La politique ne se limite pas aux institutions et aux figures publiques que l’on voit à la télévision ; elle se retrouve aussi dans nos choix quotidiens, que ce soit en matière de consommation, de vote ou d’engagement communautaire.
Cependant, les dirigeants, enfermés dans leurs cercles de pouvoir, créent un fossé de plus en plus grand avec le peuple. Cette déconnexion alimente un sentiment de frustration et d’impuissance, car les citoyens constatent que leurs préoccupations n’apparaissent de moins en moins à l’ordre du jour des décisions ou vont à l’encontre des nécessités.
Rejeter totalement la politique n’est pas la solution, parce qu’abandonner le terrain politique à d’autres, souvent ceux avec des intentions moins claires, serait périlleux et dangereux pour la démocratie.
Rendre la politique plus accessible, plus transparente et davantage participative est essentiel pour renforcer notre tissu social.

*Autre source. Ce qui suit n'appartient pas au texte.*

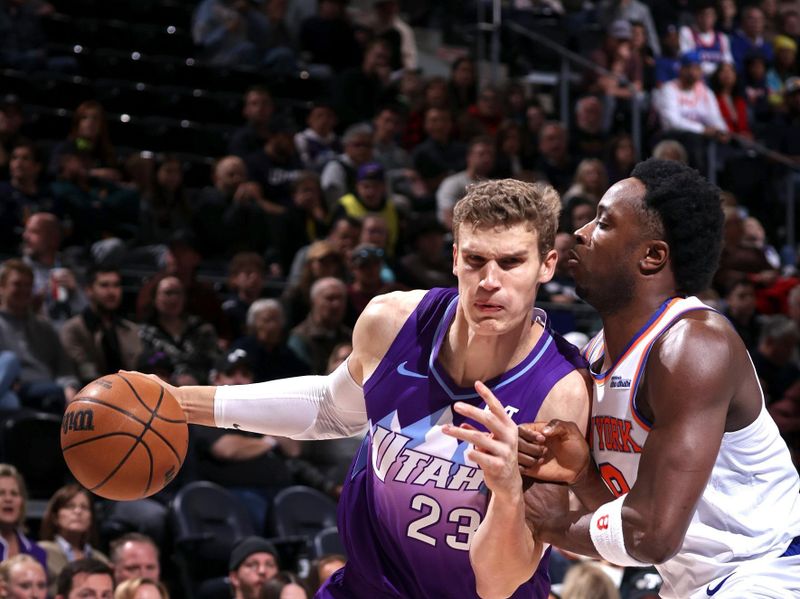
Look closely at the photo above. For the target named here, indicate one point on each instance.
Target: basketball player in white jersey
(684, 468)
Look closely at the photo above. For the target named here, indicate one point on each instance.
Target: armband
(606, 532)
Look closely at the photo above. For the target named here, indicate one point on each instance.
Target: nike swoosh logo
(401, 369)
(710, 591)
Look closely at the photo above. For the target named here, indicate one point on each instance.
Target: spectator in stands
(274, 167)
(257, 110)
(343, 236)
(429, 263)
(98, 340)
(371, 198)
(328, 38)
(68, 531)
(631, 11)
(305, 219)
(480, 162)
(141, 588)
(247, 274)
(322, 568)
(586, 580)
(190, 342)
(253, 562)
(358, 92)
(732, 105)
(668, 64)
(483, 117)
(23, 577)
(313, 339)
(461, 86)
(22, 195)
(338, 178)
(46, 377)
(366, 261)
(774, 356)
(229, 32)
(712, 46)
(510, 159)
(85, 577)
(252, 466)
(89, 138)
(386, 23)
(318, 143)
(671, 149)
(182, 261)
(588, 135)
(97, 212)
(134, 555)
(164, 208)
(750, 37)
(14, 499)
(555, 161)
(387, 126)
(322, 260)
(784, 66)
(439, 155)
(591, 181)
(265, 343)
(689, 111)
(285, 585)
(740, 308)
(11, 119)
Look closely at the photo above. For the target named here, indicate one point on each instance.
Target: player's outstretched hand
(554, 451)
(494, 451)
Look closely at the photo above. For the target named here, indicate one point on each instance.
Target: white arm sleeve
(304, 407)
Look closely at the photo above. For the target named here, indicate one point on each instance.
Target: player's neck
(468, 357)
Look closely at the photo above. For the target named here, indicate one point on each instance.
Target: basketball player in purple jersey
(414, 497)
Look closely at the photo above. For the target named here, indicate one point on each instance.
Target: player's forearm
(503, 552)
(197, 403)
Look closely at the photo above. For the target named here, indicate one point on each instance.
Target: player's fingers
(494, 404)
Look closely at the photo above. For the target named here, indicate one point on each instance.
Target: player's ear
(548, 266)
(656, 257)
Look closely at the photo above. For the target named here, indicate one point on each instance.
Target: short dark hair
(87, 565)
(688, 208)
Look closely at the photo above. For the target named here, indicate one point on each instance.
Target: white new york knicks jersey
(750, 508)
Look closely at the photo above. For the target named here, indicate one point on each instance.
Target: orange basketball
(124, 436)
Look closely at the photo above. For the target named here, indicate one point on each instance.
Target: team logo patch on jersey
(617, 382)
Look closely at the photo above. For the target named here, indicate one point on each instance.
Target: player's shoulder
(699, 337)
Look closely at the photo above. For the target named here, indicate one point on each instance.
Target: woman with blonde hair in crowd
(141, 588)
(22, 577)
(13, 501)
(68, 531)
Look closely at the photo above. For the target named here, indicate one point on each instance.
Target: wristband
(606, 532)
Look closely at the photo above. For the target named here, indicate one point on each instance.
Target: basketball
(124, 436)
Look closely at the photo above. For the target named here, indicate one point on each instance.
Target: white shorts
(776, 578)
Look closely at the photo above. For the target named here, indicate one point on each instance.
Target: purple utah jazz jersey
(412, 501)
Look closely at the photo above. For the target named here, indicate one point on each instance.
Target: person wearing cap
(318, 142)
(480, 162)
(783, 67)
(371, 198)
(713, 47)
(687, 107)
(253, 562)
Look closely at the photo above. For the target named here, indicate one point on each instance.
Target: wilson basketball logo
(78, 420)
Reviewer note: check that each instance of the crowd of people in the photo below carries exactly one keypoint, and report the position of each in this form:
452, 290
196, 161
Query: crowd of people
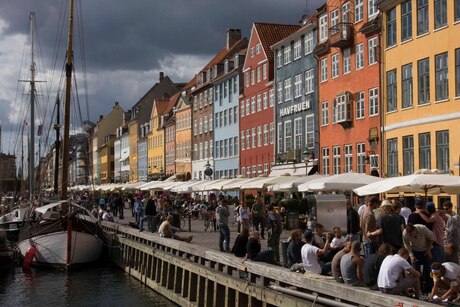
388, 246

L’une des façons d’exprimer notre choix est de voter à chaque élection, de ne pas s’abstenir et de s’impliquer activement dans notre communauté.
La « politique » est incontournable dans nos vies, mais nous pouvons choisir de la vivre différemment, comme un effort collectif, plutôt qu’un spectacle décourageant. Cela nécessite la prise de conscience qu’ensemble, nous avons le pouvoir de faire changer les choses.